Júlia respondia com a mesma constância: “Isto nunca farei, ainda que fosse, como Jesus, crucificada”. “Pois não” — replicou o tirano — “terás o que desejas”.
Os verdugos trouxeram uma cruz e Júlia foi, como Nosso Senhor, pregada na cruz. Ó milagre da graça divina! Júlia, no auge da dor corporal, agradeceu a Deus de tê-la dignado sofrer tormento igual à de Jesus Cristo e, como seu divino Mestre, pediu o perdão para seus algozes. “Ó meu Deus! Aceitai este meu sacrifício e tende misericórdia dos meus assassinos”. Depois de algumas horas de atrozes sofrimentos e de uma agonia dolorosíssima, Júlia entregou seu espírito. Pessoas que assistiram à sua morte, viram sua alma, em forma de uma pomba branca, subir ao céu.
Quando Eusébio acordou do seu torpor, mais nada lhe restava para fazer em favor de sua fiel escrava.
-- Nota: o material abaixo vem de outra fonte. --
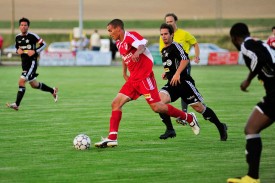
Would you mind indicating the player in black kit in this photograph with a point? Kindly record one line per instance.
(181, 85)
(260, 61)
(26, 45)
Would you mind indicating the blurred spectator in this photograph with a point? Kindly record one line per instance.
(1, 43)
(80, 43)
(95, 41)
(113, 48)
(271, 39)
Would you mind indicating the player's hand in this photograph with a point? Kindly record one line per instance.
(135, 57)
(126, 77)
(163, 76)
(20, 51)
(175, 80)
(244, 85)
(31, 53)
(197, 60)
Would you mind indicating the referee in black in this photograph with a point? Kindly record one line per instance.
(260, 61)
(28, 46)
(180, 84)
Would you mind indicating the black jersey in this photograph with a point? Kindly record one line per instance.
(172, 55)
(260, 60)
(29, 42)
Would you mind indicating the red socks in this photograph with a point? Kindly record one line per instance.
(174, 112)
(114, 124)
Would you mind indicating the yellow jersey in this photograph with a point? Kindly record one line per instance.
(184, 38)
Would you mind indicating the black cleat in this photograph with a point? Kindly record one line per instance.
(223, 132)
(167, 134)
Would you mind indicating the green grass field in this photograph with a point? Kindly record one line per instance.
(36, 141)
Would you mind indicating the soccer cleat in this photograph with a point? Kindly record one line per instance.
(223, 132)
(55, 96)
(105, 142)
(194, 124)
(245, 179)
(181, 122)
(13, 106)
(167, 134)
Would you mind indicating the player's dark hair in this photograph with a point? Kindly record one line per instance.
(171, 15)
(239, 30)
(167, 26)
(116, 23)
(24, 20)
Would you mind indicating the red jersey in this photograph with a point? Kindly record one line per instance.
(271, 41)
(141, 69)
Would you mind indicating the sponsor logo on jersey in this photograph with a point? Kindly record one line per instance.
(169, 62)
(29, 46)
(148, 96)
(127, 57)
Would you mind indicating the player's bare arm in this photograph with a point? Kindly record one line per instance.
(245, 84)
(140, 50)
(197, 53)
(176, 78)
(124, 71)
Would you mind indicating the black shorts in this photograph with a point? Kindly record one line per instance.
(187, 91)
(29, 72)
(267, 105)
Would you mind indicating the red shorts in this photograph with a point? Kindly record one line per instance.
(147, 87)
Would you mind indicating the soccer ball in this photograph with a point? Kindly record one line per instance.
(82, 142)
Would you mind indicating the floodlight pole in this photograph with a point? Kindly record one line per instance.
(80, 22)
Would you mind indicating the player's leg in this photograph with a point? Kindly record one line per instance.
(255, 124)
(169, 132)
(116, 115)
(210, 115)
(20, 94)
(126, 94)
(43, 87)
(184, 105)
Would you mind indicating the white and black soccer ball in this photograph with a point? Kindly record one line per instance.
(82, 142)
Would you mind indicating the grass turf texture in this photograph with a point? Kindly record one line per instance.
(36, 141)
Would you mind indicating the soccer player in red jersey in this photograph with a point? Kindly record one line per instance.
(271, 39)
(141, 81)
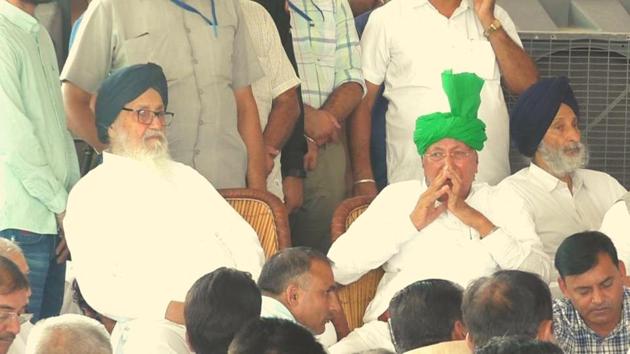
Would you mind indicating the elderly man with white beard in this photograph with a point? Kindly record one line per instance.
(561, 197)
(142, 228)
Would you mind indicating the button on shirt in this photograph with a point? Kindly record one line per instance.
(326, 48)
(407, 45)
(558, 213)
(38, 161)
(575, 337)
(202, 71)
(140, 238)
(444, 249)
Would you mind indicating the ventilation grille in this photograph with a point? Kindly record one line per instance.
(599, 71)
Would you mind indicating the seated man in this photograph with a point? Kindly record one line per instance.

Monges piedosos sepultaram o corpo da santa mártir numa igreja em Gorgona. Desidério, rei dos Longobardos, determinou a transladação das santas relíquias para Bréscia, no ano de 763.
Reflexões
Santa Júlia se diz feliz em poder sofrer e morrer como Nosso Senhor. Ficar semelhante a Jesus Cristo, é um sinal de eleição. Tens tu o mesmo motivo de te alegrar? Esforças-te para ficar semelhante ao teu divino Mestre? Em que consiste a semelhança entre ti e Jesus? Jesus ficou obediente e submisso a sua santa Mãe e a São José; ficou obediente, até à morte, a seu eterno Pai. E tu não obedeces nem aos teus pais e superiores, nem à Igreja, transgredindo os seus preceitos. — Jesus Cristo é o modelo de mansidão e humildade. E tu és áspero e duro contra o teu próximo, és orgulhoso e arrogante. — Jesus Cristo era amigo da oração: noites inteiras passava ele rezando. E tu foges da oração, e se rezares, muitas vezes é sem atenção, sem devoção e sem humildade. — Jesus Cristo jejuou quarenta dias e quarenta noites. E tu te queixas do pouco jejum e da abstinência, que a Igreja te impõe. — Jesus Cristo sofreu as maiores injúrias, as dores mais atrozes com uma paciência admirável. E tu te impacientas com a menor contradição, a mais leve contrariedade, e quando tiveres de sofrer algum incômodo ou doença te queixas amargamente de Deus e dos homens. — Jesus Cristo perdoou aos seus inimigos. E tu tens pensamentos de ódio e vingança e mui dificilmente te resolves a perdoar. É isto conformidade com Jesus Cristo? Se continuares deste modo, é certo, que não serás dos eleitos, senão o que diz o Apóstolo: “Porque os que ele conheceu na sua presciência, também os predestinou para serem conformes à imagem de seu Filho.” (Romanos 8, 29). Começa ainda hoje a imitação prática das virtudes de Jesus Cristo, para tornar-te cada vez mais semelhante ao seu Coração.